Any claim that the estradiol patch shortage is meaningfully caused by more women now demanding hormone treatments is a distraction. It is also misogyny, pure and simple, to imply that the solution to the shortage is for women’s health advocates to dial it down and for women to temper their expectations. The scarcity of estradiol patches is the outcome of a broken system refusing to provide adequate supply.
Meanwhile, there are a few strategies to cope.
- Ask your prescriber about alternatives. Estradiol is available in multiple formulations, including gel, spray, cream, oral tablet, vaginal ring and weekly transdermal patch, which is a different product from the twice-weekly patch and may be more consistently available depending on manufacturer and region.

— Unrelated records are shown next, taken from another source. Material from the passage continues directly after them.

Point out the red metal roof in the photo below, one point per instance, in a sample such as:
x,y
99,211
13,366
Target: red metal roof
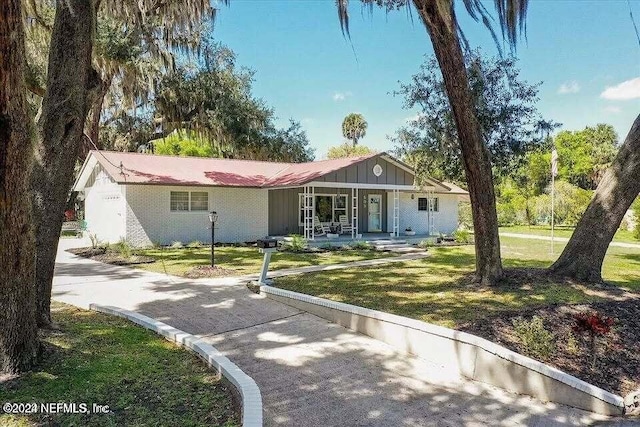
x,y
136,168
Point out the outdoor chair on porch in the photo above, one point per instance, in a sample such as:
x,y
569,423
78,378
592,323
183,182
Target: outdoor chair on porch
x,y
345,226
320,229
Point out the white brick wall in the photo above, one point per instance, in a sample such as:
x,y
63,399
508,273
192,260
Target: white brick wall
x,y
242,215
445,220
104,208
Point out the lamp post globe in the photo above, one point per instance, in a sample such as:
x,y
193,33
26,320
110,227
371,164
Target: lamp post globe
x,y
213,217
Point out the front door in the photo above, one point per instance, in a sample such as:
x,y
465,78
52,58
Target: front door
x,y
375,212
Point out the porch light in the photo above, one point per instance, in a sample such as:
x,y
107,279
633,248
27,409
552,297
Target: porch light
x,y
213,217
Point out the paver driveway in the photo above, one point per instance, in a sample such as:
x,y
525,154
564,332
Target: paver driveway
x,y
311,372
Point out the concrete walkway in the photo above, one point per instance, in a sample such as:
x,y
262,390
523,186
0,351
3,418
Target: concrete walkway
x,y
311,372
564,239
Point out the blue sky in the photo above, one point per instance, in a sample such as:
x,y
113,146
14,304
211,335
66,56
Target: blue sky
x,y
585,52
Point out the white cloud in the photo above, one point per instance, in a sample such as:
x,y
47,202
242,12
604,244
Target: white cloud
x,y
341,96
569,87
413,118
612,109
629,89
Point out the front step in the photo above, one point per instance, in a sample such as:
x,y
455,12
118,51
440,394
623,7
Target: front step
x,y
386,242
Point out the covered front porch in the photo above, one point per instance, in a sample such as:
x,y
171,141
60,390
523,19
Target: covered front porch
x,y
339,212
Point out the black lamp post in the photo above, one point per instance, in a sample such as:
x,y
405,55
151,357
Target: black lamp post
x,y
213,217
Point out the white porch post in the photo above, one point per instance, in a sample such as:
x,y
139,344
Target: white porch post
x,y
307,203
354,212
430,210
396,212
313,212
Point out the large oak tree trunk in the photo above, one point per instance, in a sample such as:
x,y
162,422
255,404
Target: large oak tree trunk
x,y
63,114
440,20
583,256
18,329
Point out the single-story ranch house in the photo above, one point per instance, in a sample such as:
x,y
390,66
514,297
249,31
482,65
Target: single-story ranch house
x,y
149,199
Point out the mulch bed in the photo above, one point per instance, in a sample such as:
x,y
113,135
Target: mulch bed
x,y
203,271
100,254
617,366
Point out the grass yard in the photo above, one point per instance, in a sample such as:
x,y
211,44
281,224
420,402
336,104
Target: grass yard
x,y
245,260
144,379
437,289
563,231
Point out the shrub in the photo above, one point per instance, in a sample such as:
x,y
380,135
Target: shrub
x,y
536,340
360,245
462,236
465,217
296,243
593,325
123,248
635,208
95,242
427,243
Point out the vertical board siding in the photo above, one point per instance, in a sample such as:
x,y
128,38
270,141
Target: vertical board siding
x,y
362,173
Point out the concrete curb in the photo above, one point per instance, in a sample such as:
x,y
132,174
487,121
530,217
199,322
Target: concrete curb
x,y
473,357
246,386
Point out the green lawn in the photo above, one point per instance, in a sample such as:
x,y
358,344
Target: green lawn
x,y
144,379
562,231
437,289
246,260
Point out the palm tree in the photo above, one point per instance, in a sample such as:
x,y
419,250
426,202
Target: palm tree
x,y
354,127
441,23
583,256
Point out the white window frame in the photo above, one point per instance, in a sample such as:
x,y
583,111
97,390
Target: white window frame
x,y
189,202
434,200
206,209
335,218
171,201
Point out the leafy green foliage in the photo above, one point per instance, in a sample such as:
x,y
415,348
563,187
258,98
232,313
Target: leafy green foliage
x,y
584,155
465,218
354,127
636,213
537,341
214,101
183,143
348,150
505,106
462,236
123,248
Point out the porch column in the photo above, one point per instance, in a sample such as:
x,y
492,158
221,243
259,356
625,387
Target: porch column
x,y
430,211
396,212
354,213
307,208
313,212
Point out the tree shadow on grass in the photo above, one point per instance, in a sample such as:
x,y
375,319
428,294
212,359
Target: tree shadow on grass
x,y
315,373
91,360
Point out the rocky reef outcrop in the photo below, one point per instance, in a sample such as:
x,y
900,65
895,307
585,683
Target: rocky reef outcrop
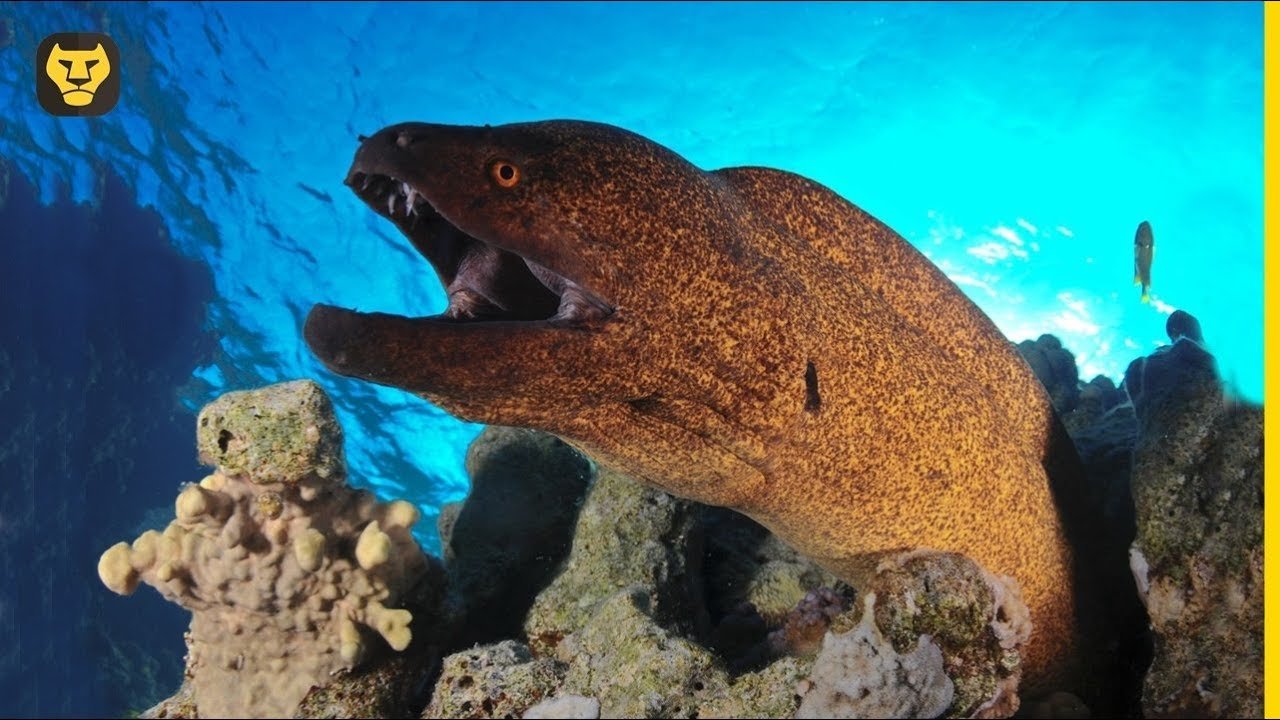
x,y
570,592
1197,557
292,577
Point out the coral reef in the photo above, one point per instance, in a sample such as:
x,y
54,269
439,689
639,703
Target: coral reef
x,y
1197,559
568,593
496,680
627,536
860,674
507,541
291,575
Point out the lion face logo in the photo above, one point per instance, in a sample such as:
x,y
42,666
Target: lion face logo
x,y
81,73
78,72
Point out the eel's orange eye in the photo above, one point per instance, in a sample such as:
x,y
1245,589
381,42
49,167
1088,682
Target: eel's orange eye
x,y
504,173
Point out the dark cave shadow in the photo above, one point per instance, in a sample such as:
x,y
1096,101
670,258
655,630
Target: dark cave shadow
x,y
100,322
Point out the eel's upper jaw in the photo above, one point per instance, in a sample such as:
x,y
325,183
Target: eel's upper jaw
x,y
484,281
501,304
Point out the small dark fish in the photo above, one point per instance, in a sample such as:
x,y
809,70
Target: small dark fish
x,y
1143,251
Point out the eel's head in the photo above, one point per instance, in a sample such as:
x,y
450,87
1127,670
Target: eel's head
x,y
557,246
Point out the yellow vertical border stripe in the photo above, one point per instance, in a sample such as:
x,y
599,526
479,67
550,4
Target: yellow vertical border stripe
x,y
1270,313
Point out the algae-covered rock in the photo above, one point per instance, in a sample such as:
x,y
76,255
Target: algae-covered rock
x,y
515,528
746,564
389,688
636,668
571,706
772,692
859,673
1055,367
977,620
627,536
1197,559
278,434
496,680
179,706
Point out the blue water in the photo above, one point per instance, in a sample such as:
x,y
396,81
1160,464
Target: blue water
x,y
168,251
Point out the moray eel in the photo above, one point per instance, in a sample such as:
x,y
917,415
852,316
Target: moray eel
x,y
741,337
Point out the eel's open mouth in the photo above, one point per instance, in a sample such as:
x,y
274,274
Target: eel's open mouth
x,y
483,281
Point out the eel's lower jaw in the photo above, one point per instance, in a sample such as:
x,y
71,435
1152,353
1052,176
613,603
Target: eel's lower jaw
x,y
488,283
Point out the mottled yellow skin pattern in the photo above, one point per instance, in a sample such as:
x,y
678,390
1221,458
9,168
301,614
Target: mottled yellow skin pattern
x,y
773,350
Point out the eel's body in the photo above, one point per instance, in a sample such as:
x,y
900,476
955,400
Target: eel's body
x,y
741,337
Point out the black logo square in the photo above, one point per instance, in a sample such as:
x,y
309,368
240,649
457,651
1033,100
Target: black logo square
x,y
77,73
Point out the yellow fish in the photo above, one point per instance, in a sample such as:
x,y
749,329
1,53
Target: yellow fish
x,y
1143,253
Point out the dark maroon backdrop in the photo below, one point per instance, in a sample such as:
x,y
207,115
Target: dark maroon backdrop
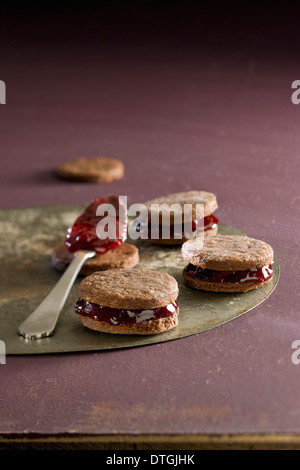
x,y
189,98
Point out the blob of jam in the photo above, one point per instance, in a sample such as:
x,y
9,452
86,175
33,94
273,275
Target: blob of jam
x,y
115,316
83,236
235,277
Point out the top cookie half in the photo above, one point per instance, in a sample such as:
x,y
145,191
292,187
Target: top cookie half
x,y
228,253
129,289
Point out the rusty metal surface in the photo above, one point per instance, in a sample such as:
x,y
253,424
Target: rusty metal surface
x,y
26,276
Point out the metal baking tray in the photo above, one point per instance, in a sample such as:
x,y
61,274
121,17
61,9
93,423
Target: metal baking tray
x,y
26,277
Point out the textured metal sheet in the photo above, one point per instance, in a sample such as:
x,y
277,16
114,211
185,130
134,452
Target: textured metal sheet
x,y
26,276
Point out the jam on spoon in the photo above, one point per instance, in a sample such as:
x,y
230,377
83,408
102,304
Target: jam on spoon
x,y
83,234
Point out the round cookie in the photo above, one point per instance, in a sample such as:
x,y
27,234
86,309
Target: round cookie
x,y
92,169
227,263
132,301
202,204
125,256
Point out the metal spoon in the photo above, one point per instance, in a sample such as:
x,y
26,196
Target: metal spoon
x,y
43,320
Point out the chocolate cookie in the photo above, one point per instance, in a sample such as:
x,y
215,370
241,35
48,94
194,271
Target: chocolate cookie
x,y
92,169
227,263
125,256
131,301
202,205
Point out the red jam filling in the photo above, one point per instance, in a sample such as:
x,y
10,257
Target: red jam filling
x,y
83,236
115,316
209,222
235,277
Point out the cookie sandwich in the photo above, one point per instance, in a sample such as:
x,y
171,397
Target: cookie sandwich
x,y
135,301
91,169
168,216
227,263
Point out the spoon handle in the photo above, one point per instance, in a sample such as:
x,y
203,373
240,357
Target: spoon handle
x,y
42,321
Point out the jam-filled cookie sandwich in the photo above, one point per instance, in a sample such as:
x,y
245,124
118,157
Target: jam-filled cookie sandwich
x,y
193,207
135,301
227,263
111,253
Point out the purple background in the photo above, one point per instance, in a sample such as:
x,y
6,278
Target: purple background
x,y
187,99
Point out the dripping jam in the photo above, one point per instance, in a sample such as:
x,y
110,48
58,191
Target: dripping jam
x,y
249,275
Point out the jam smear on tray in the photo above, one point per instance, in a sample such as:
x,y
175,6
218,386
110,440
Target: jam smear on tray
x,y
116,316
83,236
249,275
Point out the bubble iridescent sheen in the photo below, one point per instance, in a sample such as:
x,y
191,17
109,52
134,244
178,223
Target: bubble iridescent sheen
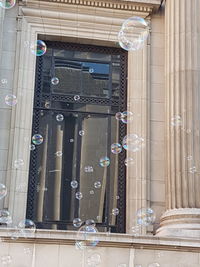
x,y
54,81
3,191
58,154
115,211
133,34
132,142
27,226
104,162
37,139
86,237
74,184
118,116
11,100
97,184
145,216
77,97
59,117
7,4
77,222
39,48
81,133
32,147
5,217
18,163
129,161
94,260
79,195
116,148
126,117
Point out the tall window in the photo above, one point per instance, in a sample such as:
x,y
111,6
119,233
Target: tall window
x,y
75,115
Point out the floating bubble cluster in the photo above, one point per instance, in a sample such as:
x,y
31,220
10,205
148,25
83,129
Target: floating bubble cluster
x,y
54,81
77,222
133,142
86,237
11,100
39,48
37,139
79,195
27,227
145,216
74,184
133,34
116,148
3,191
104,162
7,4
59,117
5,217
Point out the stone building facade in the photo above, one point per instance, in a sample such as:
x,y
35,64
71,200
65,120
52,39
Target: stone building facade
x,y
163,84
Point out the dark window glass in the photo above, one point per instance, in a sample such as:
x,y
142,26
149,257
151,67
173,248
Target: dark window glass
x,y
74,144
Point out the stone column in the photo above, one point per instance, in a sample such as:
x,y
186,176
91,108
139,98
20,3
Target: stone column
x,y
182,72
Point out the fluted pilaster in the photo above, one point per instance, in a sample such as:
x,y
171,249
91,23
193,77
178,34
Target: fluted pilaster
x,y
182,72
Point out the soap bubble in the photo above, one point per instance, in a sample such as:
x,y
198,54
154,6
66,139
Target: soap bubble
x,y
90,222
77,222
116,148
133,34
133,142
6,259
7,4
3,191
176,121
129,161
54,81
118,116
86,237
94,260
58,154
18,163
74,184
37,139
192,169
77,97
155,264
79,195
126,116
27,227
104,162
39,48
97,184
32,147
11,100
81,133
59,117
145,216
5,217
115,211
88,169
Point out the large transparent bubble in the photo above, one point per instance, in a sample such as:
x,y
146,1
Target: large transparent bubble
x,y
133,34
145,216
132,142
86,237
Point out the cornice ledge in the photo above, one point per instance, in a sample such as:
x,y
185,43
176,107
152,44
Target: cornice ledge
x,y
146,6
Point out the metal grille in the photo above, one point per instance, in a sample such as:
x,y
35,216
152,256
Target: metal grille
x,y
41,97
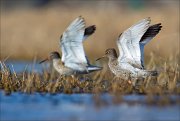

- Consider an online pharmacy. Many are doing a good job locating and filling these prescriptions from outside the pharmacy benefit manager system.
- Call ahead. Patch shortages are inconsistent across regions and distributors. A call to pharmacies in your area, or a broader geographic radius if you’re able, can locate stock that your regular pharmacy doesn’t have.
- Consider a compounding pharmacy. These sources can sometimes meet needs when commercially manufactured products are inaccessible. The hormones used are the same FDA-regulated bulk ingredients.
Beyond those Band-Aid solutions, more Americans need to fight for systemic change. The FTC report exists because Congress asked for it and committed to legislation that will address at least some of the problems. The FDA took action to change the labeling on estrogen in the face of citizen and medical experts’ pressure; it should do more now to demand transparency from patch manufacturers.
Most importantly, it is on all of us to call out the cracks in the current system. Instead of repeating “there’s a patch shortage” or a “surge in demand,” say that a shockingly small minority of menopausal women still even get hormonal treatments prescribed at all, and three drug companies control the vast majority of claims in this country. Those are the real problems that need real solutions.
Jennifer Weiss-Wolf, the executive director of the Birnbaum Women’s Leadership Center at New York University School of Law, is the author of the forthcoming book “When in Menopause: A User’s Manual & Citizen’s Guide.” Suzanne Gilberg, an obstetrician and gynecologist in Los Angeles, is the author of “Menopause Bootcamp.”